“Radiografar” o Subsolo de Jerusalém Sem Escavar
Arqueologia Revolucionária: Cientistas Usam Partículas Cósmicas para “Radiografar” o Subsolo de Jerusalém Sem Escavar
Imagine poder ver através da terra e mapear séculos de história escondidos a metros de profundidade, sem precisar de uma única pá. Para arqueólogos, essa capacidade tem sido um sonho, especialmente em locais milenares como Jerusalém, onde o subsolo é uma complexa teia de túneis e câmaras.
Agora, esse sonho se tornou realidade. Pesquisadores israelenses anunciaram um feito inédito: eles utilizaram uma tecnologia baseada em partículas cósmicas para criar um mapa 3D detalhado do que jaz sob a histórica Cidade de Davi, agindo como um verdadeiro “Raio-X” da Terra. Essa inovação promete transformar para sempre a forma como as escavações arqueológicas são conduzidas em todo o mundo.
O “Raio-X” da Terra: Como a Tecnologia de Múons Funciona?
O método revolucionário une a física de partículas à arqueologia. Os cientistas implantaram um sistema de detecção (na foto de divulgação do artigo do link no final deste post) que utiliza múons — partículas elementares semelhantes a elétrons pesados que são constantemente geradas pela interação dos raios cósmicos com a atmosfera da Terra.
O funcionamento é análogo a uma radiografia médica:
- Os múons penetram na Terra, perdendo energia lentamente, o que lhes permite atingir profundidades de até 100 metros.
- Quando encontram rocha sólida, a perda de energia é significativa.
- Quando atravessam espaços vazios ou cavidades (como túneis, cisternas e câmaras), a perda de energia é negligenciável.
Ao posicionar os detectores no subsolo, os pesquisadores conseguem medir a taxa de múons que passam por diferentes áreas. Com o auxílio de inteligência artificial para processar os dados, eles criam um mapa tridimensional preciso que revela a localização e o formato de qualquer vazio escondido.

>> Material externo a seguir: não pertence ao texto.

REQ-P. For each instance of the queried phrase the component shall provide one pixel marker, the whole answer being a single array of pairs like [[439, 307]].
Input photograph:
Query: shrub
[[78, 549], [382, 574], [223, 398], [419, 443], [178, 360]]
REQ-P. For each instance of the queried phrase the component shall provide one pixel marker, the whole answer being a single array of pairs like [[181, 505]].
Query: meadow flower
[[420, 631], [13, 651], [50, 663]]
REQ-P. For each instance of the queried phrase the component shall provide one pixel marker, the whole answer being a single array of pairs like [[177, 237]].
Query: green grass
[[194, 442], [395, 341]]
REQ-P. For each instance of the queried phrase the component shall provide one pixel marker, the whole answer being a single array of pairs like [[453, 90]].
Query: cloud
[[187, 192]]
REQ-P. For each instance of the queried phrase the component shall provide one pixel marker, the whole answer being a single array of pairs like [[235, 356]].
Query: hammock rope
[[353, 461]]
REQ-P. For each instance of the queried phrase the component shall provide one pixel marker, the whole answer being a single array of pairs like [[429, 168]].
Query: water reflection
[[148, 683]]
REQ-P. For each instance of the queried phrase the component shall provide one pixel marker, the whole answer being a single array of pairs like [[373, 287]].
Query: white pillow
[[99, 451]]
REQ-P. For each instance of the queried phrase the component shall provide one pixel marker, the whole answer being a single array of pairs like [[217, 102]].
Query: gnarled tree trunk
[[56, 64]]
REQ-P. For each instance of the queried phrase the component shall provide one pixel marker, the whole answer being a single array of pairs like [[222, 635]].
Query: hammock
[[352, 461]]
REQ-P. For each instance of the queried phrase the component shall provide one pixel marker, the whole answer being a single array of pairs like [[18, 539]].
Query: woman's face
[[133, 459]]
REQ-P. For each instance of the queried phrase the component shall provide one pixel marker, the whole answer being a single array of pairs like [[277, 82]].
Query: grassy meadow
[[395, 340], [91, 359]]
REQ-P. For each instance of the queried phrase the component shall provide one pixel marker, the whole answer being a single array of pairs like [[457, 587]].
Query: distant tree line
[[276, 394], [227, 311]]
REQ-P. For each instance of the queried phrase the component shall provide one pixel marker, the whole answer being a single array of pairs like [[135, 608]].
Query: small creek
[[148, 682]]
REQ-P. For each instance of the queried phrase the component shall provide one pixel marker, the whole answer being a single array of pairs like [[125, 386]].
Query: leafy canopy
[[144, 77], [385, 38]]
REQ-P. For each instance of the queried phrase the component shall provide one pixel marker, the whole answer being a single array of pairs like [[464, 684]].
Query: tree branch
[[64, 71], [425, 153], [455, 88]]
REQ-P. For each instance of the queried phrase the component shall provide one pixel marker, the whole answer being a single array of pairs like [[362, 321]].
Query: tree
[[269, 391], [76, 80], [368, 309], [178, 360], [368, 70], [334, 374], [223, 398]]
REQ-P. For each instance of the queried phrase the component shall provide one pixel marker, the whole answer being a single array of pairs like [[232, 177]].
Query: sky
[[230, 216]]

O professor Oded Lipschits, do Departamento de Arqueologia da Universidade de Tel Aviv, compara os sítios arqueológicos a um “queijo suíço”, repletos de estruturas subterrâneas feitas pelos antigos habitantes para armazenamento ou sistemas de água. Até agora, a localização dessas cavidades dependia puramente da sorte ou de métodos ineficazes.
O Projeto Piloto: Jerusalém Revelada
O primeiro teste de conceito foi realizado no sítio arqueológico da Cidade de Davi, logo fora dos muros da Cidade Antiga de Jerusalém. O local é ideal, pois preserva camadas da história de Jerusalém que datam do Primeiro Período do Templo, passando pelas eras romana e islâmica.
O que os detectores revelaram foi espantoso:
- Confirmaram a localização de estruturas subterrâneas que já eram conhecidas pelos arqueólogos.
- Mais importante, o sistema identificou cavidades completamente novas e até então desconhecidas.
A instalação dos detectores foi um desafio de engenharia, exigindo que a equipe descesse por cordas em cavernas escuras e úmidas para montar os equipamentos. No entanto, o sucesso da operação provou que a técnica é viável mesmo em sítios de difícil acesso.
Um Futuro Sem Escavações Cegamente
O grande objetivo da pesquisa é tornar a tecnologia acessível. Atualmente, a equipe trabalha no desenvolvimento de detectores de múons portáteis e de baixo custo e no software necessário para que arqueólogos de qualquer parte do mundo possam utilizar o método.
Com essa ferramenta, os arqueólogos poderão chegar a um sítio sabendo exatamente qual é o layout subterrâneo, o que lhes permitirá planejar escavações com precisão cirúrgica. Isso não só economizará tempo e recursos, como também garantirá a preservação de locais importantes, evitando que a escavação comece em pontos que não levarão a descobertas significativas.
A revolução da arqueologia “sem escavação” está apenas começando, prometendo desvendar os mistérios mais profundos e antigos do nosso planeta.